Premièrement, la sous-estimation des excédents évite au gouvernement de subir des pressions pour accroître ses dépenses et empêche l’Assemblée nationale de débattre de la meilleure manière d’utiliser les ressources additionnelles disponibles. 

Deuxièmement, si les revenus dépassent systématiquement les dépenses, les contribuables pourraient être amenés à penser que l’ampleur des prélèvements fiscaux dont ils font l’objet est supérieure aux besoins véritables de l’État et se mettre à réclamer des mesures de réduction des taxes et des impôts.

Intégrer les dépenses courantes et les dépenses de capital

Un autre élément mérite d’être souligné : le traitement différent des dépenses de fonctionnement et des dépenses de capital dans le cadre budgétaire du Québec.

En effet, comme le font d’autres provinces, le budget ne porte que sur les opérations courantes. Les immobilisations étant gérées et financées séparément, elles n’en font pas partie. Ce faisant, le portrait des finances publiques qui en résulte n’est pas complet (selon les normes du FMI) et peut masquer certains aspects inquiétants de celui-ci, par exemple que la dette continue d’augmenter alors que le gouvernement fait des surplus.

Depuis 1998, le coût entier de l’immobilisation n’a une influence sur l’excédent ou le déficit budgétaire qu’au fur et à mesure de son utilisation (par l’amortissement). On comprend que cela donne une marge de manœuvre budgétaire importante au gouvernement. La méthode de comptabilisation basée sur la séparation des dépenses de fonctionnement et des dépenses de capital, inspirée du secteur privé, conduit logiquement au financement du compte capital par emprunts et à un accroissement de la dette.

Au 31 mars 2018, la dette brute s’établissait à 200,8 milliards, soit 46,1 % du PIB. Elle représentait 48,8 % du PIB au 31 mars 2008 et 54,3 % à la même date en 2015. Elle semble donc aujourd’hui avoir un peu diminué d’importance en 10 ans après avoir connu une augmentation jusqu’en 2015.

C’est cependant récent et attribuable à une croissance économique forte plutôt qu’à une diminution des besoins d’emprunt du Québec.
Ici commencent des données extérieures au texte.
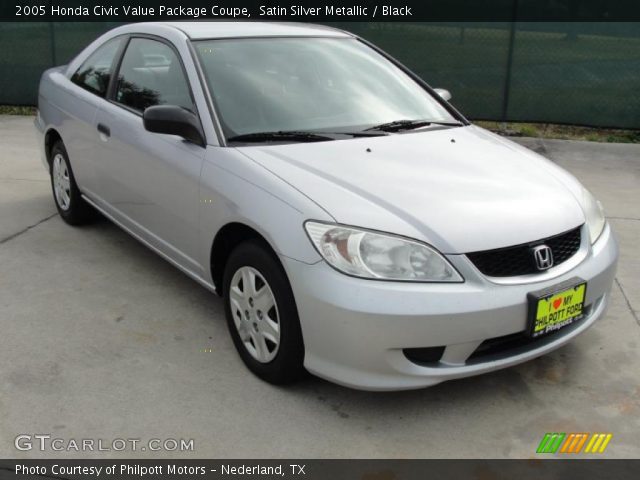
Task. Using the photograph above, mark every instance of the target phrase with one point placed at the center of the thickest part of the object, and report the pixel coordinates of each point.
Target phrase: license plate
(556, 307)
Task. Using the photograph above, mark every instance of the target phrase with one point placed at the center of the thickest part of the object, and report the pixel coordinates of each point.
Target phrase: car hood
(460, 189)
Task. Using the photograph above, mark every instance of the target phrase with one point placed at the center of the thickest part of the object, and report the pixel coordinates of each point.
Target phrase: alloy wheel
(255, 314)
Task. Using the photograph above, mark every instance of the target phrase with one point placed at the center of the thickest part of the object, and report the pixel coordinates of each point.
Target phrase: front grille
(518, 260)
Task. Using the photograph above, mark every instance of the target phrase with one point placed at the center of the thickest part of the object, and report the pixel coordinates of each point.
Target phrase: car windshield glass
(309, 84)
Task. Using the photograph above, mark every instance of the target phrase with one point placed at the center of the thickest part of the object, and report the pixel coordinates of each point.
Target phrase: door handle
(104, 129)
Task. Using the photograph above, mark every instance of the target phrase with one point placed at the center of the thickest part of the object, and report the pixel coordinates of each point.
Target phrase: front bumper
(355, 331)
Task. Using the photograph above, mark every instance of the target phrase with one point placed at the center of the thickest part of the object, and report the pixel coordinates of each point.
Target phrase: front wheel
(262, 315)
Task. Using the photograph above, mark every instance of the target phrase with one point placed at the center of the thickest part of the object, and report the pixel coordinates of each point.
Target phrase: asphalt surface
(102, 339)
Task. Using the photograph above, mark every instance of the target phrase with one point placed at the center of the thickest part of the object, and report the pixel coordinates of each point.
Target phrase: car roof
(221, 29)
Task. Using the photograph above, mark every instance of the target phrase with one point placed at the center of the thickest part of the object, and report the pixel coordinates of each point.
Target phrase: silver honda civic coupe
(357, 226)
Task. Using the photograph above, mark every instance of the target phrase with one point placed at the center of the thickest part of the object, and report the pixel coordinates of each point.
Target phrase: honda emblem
(543, 257)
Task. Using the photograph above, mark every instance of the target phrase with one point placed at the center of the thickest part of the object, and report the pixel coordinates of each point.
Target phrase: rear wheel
(261, 314)
(71, 207)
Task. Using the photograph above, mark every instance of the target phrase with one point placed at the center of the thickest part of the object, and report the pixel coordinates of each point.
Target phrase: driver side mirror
(173, 120)
(444, 94)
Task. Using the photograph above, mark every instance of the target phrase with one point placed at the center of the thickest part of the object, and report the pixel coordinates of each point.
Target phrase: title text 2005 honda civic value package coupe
(355, 223)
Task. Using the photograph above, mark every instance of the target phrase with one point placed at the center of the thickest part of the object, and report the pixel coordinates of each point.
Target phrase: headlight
(594, 214)
(379, 256)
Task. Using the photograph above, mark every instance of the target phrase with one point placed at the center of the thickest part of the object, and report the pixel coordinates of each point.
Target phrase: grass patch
(562, 132)
(17, 110)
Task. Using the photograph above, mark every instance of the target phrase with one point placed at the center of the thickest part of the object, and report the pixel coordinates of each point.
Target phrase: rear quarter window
(94, 74)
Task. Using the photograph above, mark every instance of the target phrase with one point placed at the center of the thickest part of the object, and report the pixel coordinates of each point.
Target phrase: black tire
(287, 365)
(76, 211)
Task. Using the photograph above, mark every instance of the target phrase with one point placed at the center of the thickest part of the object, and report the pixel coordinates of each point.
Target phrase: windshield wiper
(280, 136)
(398, 125)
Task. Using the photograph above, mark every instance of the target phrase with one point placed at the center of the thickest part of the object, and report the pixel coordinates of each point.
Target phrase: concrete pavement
(102, 339)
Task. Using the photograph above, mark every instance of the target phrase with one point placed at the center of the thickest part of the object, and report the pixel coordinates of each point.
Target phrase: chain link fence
(559, 72)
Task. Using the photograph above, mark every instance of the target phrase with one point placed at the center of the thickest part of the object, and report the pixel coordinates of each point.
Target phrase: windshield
(309, 84)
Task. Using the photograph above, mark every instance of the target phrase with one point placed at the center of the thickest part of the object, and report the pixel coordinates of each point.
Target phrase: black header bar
(322, 11)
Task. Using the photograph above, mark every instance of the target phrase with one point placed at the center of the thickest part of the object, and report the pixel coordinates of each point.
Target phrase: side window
(151, 74)
(95, 72)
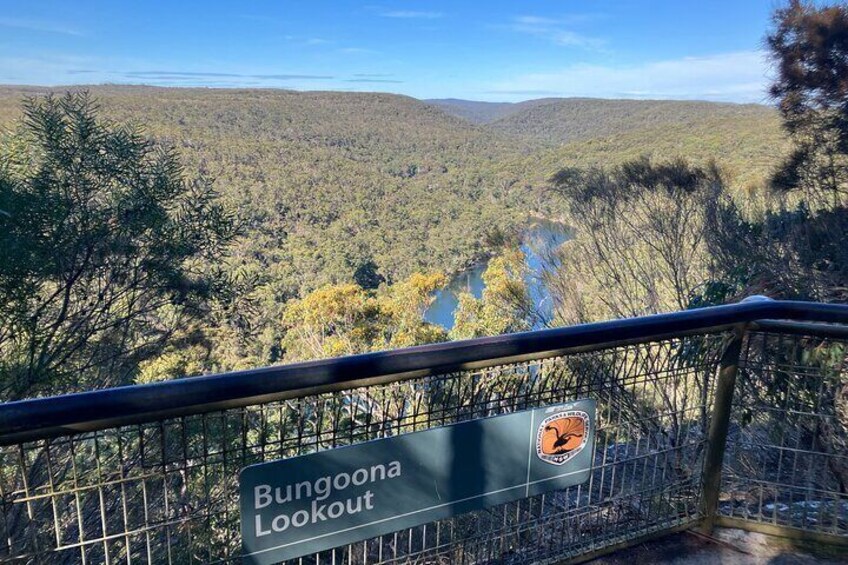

En effet, le Québec est engagé dans une dynamique de dépenses d’investissement annuelles, donc d’emprunts, d’environ 10 milliards pour les 10 prochaines années (Plan québécois des infrastructures). Ce faisant, le gouvernement semble faire le pari que la forte croissance économique se poursuivra alors que la plupart des études, y compris les siennes, prévoient un ralentissement.

La transparence financière, une nécessité

Pour un gouvernement, rien n’est plus dommageable que de masquer, même en utilisant des techniques comptables autorisées, la réalité des finances publiques. Il faut donner l’heure juste à la population en évitant les manipulations qui auraient pour effet de montrer une situation moins bonne qu’elle ne l’est dans le but de diminuer les attentes ou de l’embellir indûment pour montrer que tout est maîtrisé.

L’équilibre budgétaire actuel du Québec est factice et trompeur parce qu’il repose sur des prévisions trop prudentes et parce qu’il ne tient compte que d’une partie des dépenses.

Si un véritable état d’équilibre existait, les surplus ne gonfleraient pas démesurément la réserve de stabilisation, le gouvernement n’aurait pas besoin d’emprunter pour financer une partie de ses dépenses et la dette ne continuerait pas d’augmenter alors que le budget public montre des surplus.

La population a besoin d’avoir confiance dans l’information transmise par le gouvernement et particulièrement en regard de la situation financière publique. Le gouvernement doit expliquer ce qu’il fait et pourquoi il le fait.